Concepts can also be refined. A refined concept builds upon an existing one by adding further requirements. For instance, a MutableFaceGraph concept would inherit all the requirements of FaceGraph but add new ones for operations that modify the graph structure, such as adding or removing faces. Any type that models MutableFaceGraph also models FaceGraph.

It is important to note that these concepts from the concept-model design pattern should not be confused with the first-class concepts language feature introduced in C++20. The requirements described by the concept-model pattern are more akin to the pre-existing C++ Named Requirements found in the C++ standard, which serve as a formal description of the interface and behavior required of template arguments.

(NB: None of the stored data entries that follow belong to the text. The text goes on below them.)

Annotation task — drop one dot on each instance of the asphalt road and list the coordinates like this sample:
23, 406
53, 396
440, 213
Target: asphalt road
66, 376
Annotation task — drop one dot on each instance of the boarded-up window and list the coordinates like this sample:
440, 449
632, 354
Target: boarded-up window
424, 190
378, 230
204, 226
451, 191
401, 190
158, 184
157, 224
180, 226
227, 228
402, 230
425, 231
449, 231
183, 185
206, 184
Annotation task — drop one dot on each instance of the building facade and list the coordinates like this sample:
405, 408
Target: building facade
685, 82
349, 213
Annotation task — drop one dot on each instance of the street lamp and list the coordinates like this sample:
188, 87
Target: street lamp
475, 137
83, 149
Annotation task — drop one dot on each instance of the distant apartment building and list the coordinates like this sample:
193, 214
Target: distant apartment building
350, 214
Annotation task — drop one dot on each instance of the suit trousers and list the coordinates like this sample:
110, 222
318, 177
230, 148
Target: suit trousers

The concept-model pattern provides the philosophical framework for designing generic libraries like CGAL.

Checks

Much of the CGAL code contains assert statements for preconditions, and postconditions of functions as well as in the code. These assertions can be switched on and off per package and the user can change the error behavior. For details see Section Checks of Chapter Chapter_STL_Extensions_for_CGAL.

Compile-time Flags to Control Inlining

Making functions inlined can, at times, improve the efficiency of your code. However this is not always the case and it can differ for a single function depending on the application in which it is used. Thus CGAL defines a set of compile-time macros that can be used to control whether certain functions are designated as inlined functions or not. The following table lists the macros and their default values, which are set in one of the CGAL include files.

Macro Name Default
CGAL_KERNEL_INLINE inline
CGAL_KERNEL_MEDIUM_INLINE
CGAL_KERNEL_LARGE_INLINE
CGAL_MEDIUM_INLINE inline
CGAL_LARGE_INLINE
CGAL_HUGE_INLINE

If you wish to change the value of one or more of these macros, you can simply give it a new value when compiling. For example, to make functions that use the macro CGAL_KERNEL_MEDIUM_INLINE inline functions, you should set the value of this macro to inline instead of the default blank.

Note that setting inline manually is very fragile, especially in a template context. It is usually better to let the compiler select by himself which functions should be inlined or not.

Identifying the Version of CGAL

Every release of CGAL defines the following preprocessor macros:

CGAL_VERSION_STR
a textual description of the current release (e.g., or 3.3 or 3.2.1 or 3.2.1-I-15) as a string literal
CGAL_VERSION_NR

a numerical description of the current release such that more recent releases have higher number.

More precisely, it is defined as 1MMmmbiiii, where MM is the major release number (e.g. 03), mm is the minor release number (e.g. 02), b is the bug-fix release number (e.g. 0), and iiii is the internal release number (e.g. 0001). For public releases, the latter is defined as 1000. Examples: for the public release 3.2.4 this number is 1030241000; for internal release 3.2-I-1, it is 1030200001. Note that this scheme was modified around 3.2-I-30.

CGAL_VERSION_NUMBER(M,m,b)
a function macro computing the version number macro from the M.m.b release version. Note that the internal release number is dropped here. Example: CGAL_VERSION_NUMBER(3,2,4) is equal to 1030241000.

The macro CGAL_VERSION is deprecated. It is the same as CGAL_VERSION_STR, but not as a string literal.